Al termine del secondo giro, alla staccata del Carro, Ma è andato all’attacco di Brickley per prendersi la prima posizione, ma l’inglese ha risposto alle curve Misano, ritornando al comando. Il cinese, finendo fuori all’ultima curva, ha perso lo slancio che ha consentito a Volt di salire in seconda piazza e anche ad Azcona di strappare il quarto a Comte; Ma è però riuscito a tornare davanti a Volt la seconda piazza.

Terzo giro dal doppio volto per BRC perché se da un lato Azcona ha continuato a farsi spazio verso il vertice – liberandosi di Volt e prendendo la terza piazza, con l’estone scivolato in sesta posizione – dietro Covini è stato passato dalle altre vetture del Cyan e Michelisz è stato invece costretto al ritiro, dopo un’uscita nell’ultimo settore.

Durante il sesto giro, in uscita dal Tramonto, Ma è stato capace di riprendersi la vetta della classifica proprio dopo una forte staccata sul pilota inglese, che ha quindi dovuto iniziare a guardarsi le spalle per evitare di essere infilato anche da Azcona. Lo spagnolo ha però impiegato pochi secondi prima di guadagnare un’altra piazza, mentre il pilota di Honda ha avuto a che fare con Björk, che non solo gli ha strappato la terza posizione, ma ha aiutato anche Comte e prendersi la quarta.

A metà gara, con l’inizio dell’ottavo giro, la doppia bandiera gialla è stata esposta per lo stop di Andersson tra curva uno e due; il ritiro dello svedese è arrivato mentre occupava la quattordicesima posizione.

Nel corso dell’undicesimo giro, sul rettilineo di ritorno, Urrutia ha regalato spettacolo lottando sportello contro sportello con Brickley per prendere la sesta posizione. L’uruguayano ha quindi avuto la meglio sul britannico, ma ha consentito anche a Guerrieri di infilarsi per diventare il primo dei piloti Honda in pista.

A meno di due giri dalla fine si è concluso con una foratura il primo weekend di Teddy Clairet con la Honda. Il pilota francese si era reso autore di un’ottima rimonta fino alla nona piazza, trovandosi in mezzo ai compagni di squadra Brickley e Volt.

Ma Qing Hua regala la prima vittoria alla nuova Geely Preface, con una gara eccellente, riuscendo a prendere quei due secondi di distacco sul resto del gruppo, che gli hanno permesso di gestire la corsa.

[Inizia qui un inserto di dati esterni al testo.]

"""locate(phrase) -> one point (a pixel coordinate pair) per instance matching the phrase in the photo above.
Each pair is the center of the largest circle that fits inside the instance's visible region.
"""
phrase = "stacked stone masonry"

Seconda posizione in rimonta dalla quinta fila per Mikel Azcona, mentre Thed Björk sale sul terzo gradino del podio.

Quarta piazza per Aurélien Comte che mantiene il connazionale Yann Ehrlacher alle spalle, mentre Santiago Urrutia completa una gara davvero positiva per Cyan Racing e Geely che piazza tutte le vetture nelle prime quattro piazze.

Solo settima la prima delle Honda, posizione raggiunta da Esteban Guerrieri, seguito da altre tre Civic di Jenson Brickley, Ruben Volt – vincitore dell’ETS Guest Star Trophy – e Ramiro Zago. L’argentino chiude in Top10 dopo aver passato Gabriele Covini al giro conclusivo.

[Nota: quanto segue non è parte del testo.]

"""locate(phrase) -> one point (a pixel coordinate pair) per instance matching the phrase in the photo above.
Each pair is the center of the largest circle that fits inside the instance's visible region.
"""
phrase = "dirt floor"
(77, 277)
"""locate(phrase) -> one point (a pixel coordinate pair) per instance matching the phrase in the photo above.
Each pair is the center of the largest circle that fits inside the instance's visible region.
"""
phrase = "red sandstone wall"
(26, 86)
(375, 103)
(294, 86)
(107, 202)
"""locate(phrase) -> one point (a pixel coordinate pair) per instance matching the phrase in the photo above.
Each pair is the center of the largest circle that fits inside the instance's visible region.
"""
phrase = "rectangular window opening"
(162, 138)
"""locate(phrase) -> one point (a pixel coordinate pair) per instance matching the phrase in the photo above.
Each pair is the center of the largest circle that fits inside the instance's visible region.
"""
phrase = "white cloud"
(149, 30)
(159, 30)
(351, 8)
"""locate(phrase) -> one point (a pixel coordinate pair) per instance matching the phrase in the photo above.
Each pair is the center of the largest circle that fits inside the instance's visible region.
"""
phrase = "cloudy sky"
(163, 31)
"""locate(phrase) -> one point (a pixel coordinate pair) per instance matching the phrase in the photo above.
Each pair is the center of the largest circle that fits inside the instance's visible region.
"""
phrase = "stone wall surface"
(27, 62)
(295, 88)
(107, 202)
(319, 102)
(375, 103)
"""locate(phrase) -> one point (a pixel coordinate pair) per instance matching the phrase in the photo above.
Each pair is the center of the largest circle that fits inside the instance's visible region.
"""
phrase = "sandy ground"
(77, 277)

Allo stesso modo Fournier e Briché arrivano tredicesimo e quattordicesimo dopo che nell’ultimo passaggio Jean-Karl Vernay ha perso due piazzamenti. Damiano Reduzzi chiude la zona punti.

CLASSIFICA E PROSSIMO APPUNTAMENTO

Hyundai esce al comando della classifica con Mikel Azcona che esce da Misano con una pole position e due secondi posti. Dietro di lui tutte e quattro le Geely, prima di trovare Michelisz, che oggi ha marcato il primo grande zero dell’anno.

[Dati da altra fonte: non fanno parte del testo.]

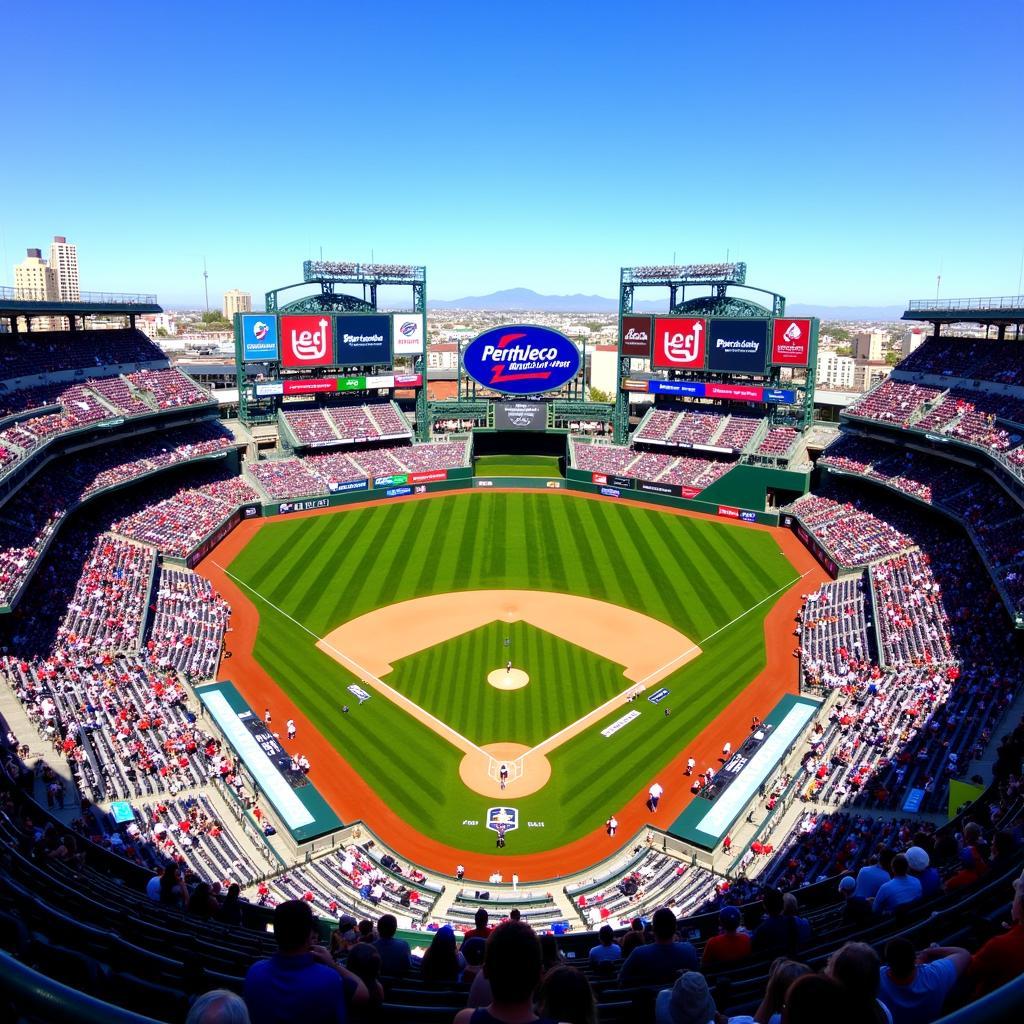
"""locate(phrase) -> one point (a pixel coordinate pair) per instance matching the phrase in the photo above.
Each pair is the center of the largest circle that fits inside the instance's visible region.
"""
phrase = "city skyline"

  1. Mikel Azcona – 65 pts
  2. Yann Ehrlacher – 48 pts
  3. Thed Björk – 44 pts
  4. Ma Qing Hua – 42 pts
  5. Santiago Urrutia – 42 pts

Il TCR World Tour tornerà in pista tra un mese per il secondo appuntamento che si disputerà a Valencia, insieme al TCR Spain, durante il weekend del 12-14 giugno.